The broader reality, however, is clear: the next generation of AI is not solely decided by GPUs. Memory has become a critical technical, economic, and strategic bottleneck. HBM dominates headlines as it directly powers accelerators, but LPDDR5X, SOCAMM, high-performance SSDs, and low-latency networks are part of the same ecosystem. Without this foundation, models cannot be trained or run with promised efficiency.
Nanya could seize this moment for repositioning. If it manages to scale with reliability, quality, and competitive costs, entry into Vera Rubin could open doors to other server designs, AI-compatible CPUs, compact modules, and platforms where efficiency per watt outweighs traditional memory considerations. The AI landscape is reshaping the provider map, and not everyone who dominated memory markets in the past decade will benefit equally.
This news also underscores a broader point: NVIDIA is not just selling GPUs. It’s building complete platforms—encompassing CPUs, GPUs, memory, networking, interconnects, software, and entire racks. Participating in this supply chain means engaging with an architecture that could set the pace for data centers’ AI evolution in the coming years.
Frequently Asked Questions
What might Nanya Technology have achieved?
Nanya is reported to have entered as a LPDDR memory supplier for NVIDIA’s Vera Rubin platform, according to supply chain sources published in Asia.

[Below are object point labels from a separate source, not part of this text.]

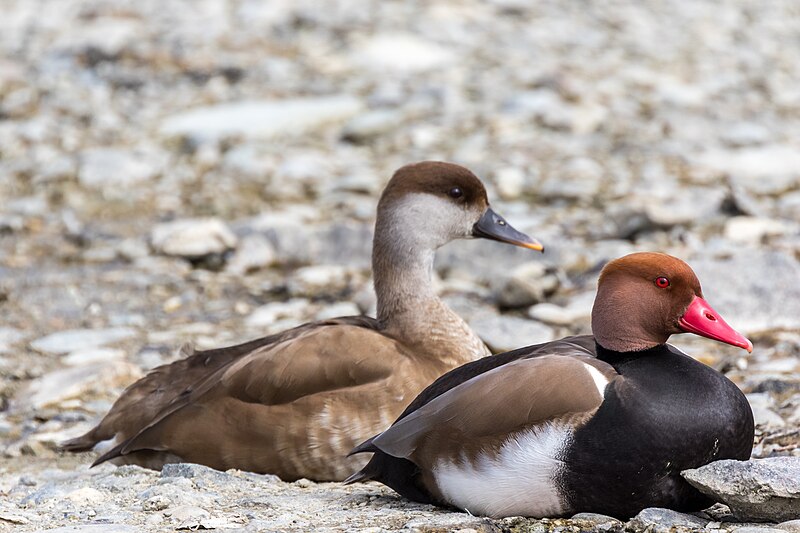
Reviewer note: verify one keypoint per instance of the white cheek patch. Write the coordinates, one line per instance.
(599, 379)
(519, 480)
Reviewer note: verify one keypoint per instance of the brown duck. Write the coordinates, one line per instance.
(294, 403)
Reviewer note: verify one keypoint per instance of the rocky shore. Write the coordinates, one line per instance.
(207, 171)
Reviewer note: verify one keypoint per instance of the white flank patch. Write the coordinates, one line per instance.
(517, 481)
(600, 380)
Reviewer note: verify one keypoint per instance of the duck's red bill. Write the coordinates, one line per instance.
(701, 319)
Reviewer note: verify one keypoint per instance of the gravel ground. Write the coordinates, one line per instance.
(207, 172)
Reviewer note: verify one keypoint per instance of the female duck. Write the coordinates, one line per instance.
(600, 424)
(294, 403)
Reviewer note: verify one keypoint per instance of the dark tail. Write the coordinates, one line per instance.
(84, 443)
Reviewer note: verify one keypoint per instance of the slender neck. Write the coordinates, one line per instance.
(403, 273)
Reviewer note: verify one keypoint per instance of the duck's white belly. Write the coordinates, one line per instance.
(520, 480)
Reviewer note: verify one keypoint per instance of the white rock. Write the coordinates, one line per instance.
(753, 230)
(337, 310)
(92, 355)
(114, 167)
(260, 119)
(86, 496)
(319, 279)
(63, 385)
(366, 127)
(400, 52)
(79, 339)
(510, 182)
(254, 252)
(502, 333)
(192, 237)
(268, 314)
(767, 170)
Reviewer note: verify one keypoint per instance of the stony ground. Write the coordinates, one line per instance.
(207, 171)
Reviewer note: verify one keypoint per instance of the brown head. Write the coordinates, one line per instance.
(645, 297)
(434, 203)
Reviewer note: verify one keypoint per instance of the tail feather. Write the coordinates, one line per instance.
(84, 443)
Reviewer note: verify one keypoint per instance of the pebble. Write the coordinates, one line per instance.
(253, 253)
(665, 520)
(503, 332)
(192, 238)
(59, 386)
(759, 490)
(260, 119)
(81, 339)
(115, 169)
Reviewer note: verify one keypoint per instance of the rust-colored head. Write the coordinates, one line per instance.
(645, 297)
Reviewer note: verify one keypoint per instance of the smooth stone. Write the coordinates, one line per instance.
(763, 410)
(664, 520)
(260, 119)
(192, 238)
(80, 382)
(577, 312)
(503, 333)
(94, 528)
(337, 310)
(527, 284)
(751, 301)
(763, 170)
(793, 526)
(691, 205)
(319, 280)
(754, 230)
(401, 52)
(78, 339)
(364, 128)
(92, 355)
(254, 252)
(760, 490)
(114, 167)
(269, 314)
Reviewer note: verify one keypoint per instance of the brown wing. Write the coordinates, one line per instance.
(483, 411)
(263, 410)
(143, 400)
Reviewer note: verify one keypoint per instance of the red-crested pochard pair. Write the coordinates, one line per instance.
(294, 403)
(601, 423)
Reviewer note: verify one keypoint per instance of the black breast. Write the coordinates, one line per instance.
(669, 413)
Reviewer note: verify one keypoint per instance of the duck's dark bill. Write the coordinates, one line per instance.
(493, 226)
(701, 319)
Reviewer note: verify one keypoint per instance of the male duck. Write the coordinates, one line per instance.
(294, 403)
(601, 423)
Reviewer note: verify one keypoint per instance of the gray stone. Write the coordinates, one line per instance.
(401, 52)
(764, 170)
(760, 490)
(502, 332)
(260, 119)
(254, 252)
(527, 284)
(114, 168)
(192, 238)
(72, 383)
(793, 526)
(665, 520)
(364, 128)
(749, 300)
(79, 339)
(94, 528)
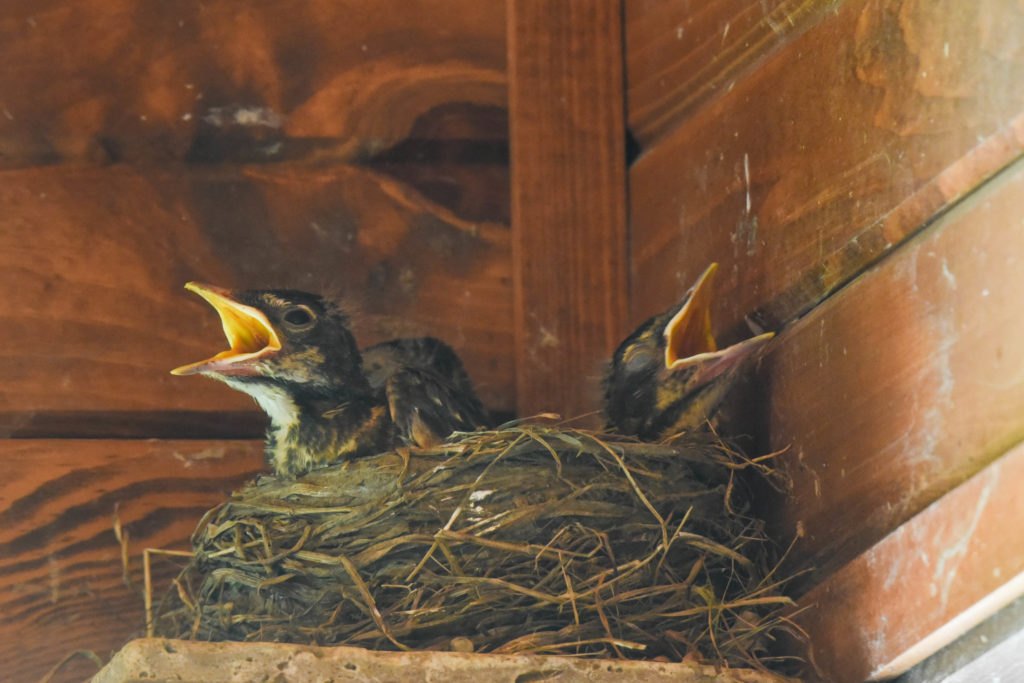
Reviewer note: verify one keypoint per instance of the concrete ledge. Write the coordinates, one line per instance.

What type of memory does NVIDIA Vera Rubin use?
The Vera CPU uses LPDDR5X modules via SOCAMM, while the Rubin GPUs utilize HBM4 for high-performance AI workloads.
Why is LPDDR5X important in AI servers?
Because it offers high capacity and bandwidth with lower power consumption compared to traditional configurations, which is crucial in AI racks where energy, space, and cooling are critical constraints.
Has NVIDIA officially confirmed Nanya as a supplier?
No direct public confirmation has been made by NVIDIA or Nanya regarding this; the information comes from supply chain sources and should be treated as such.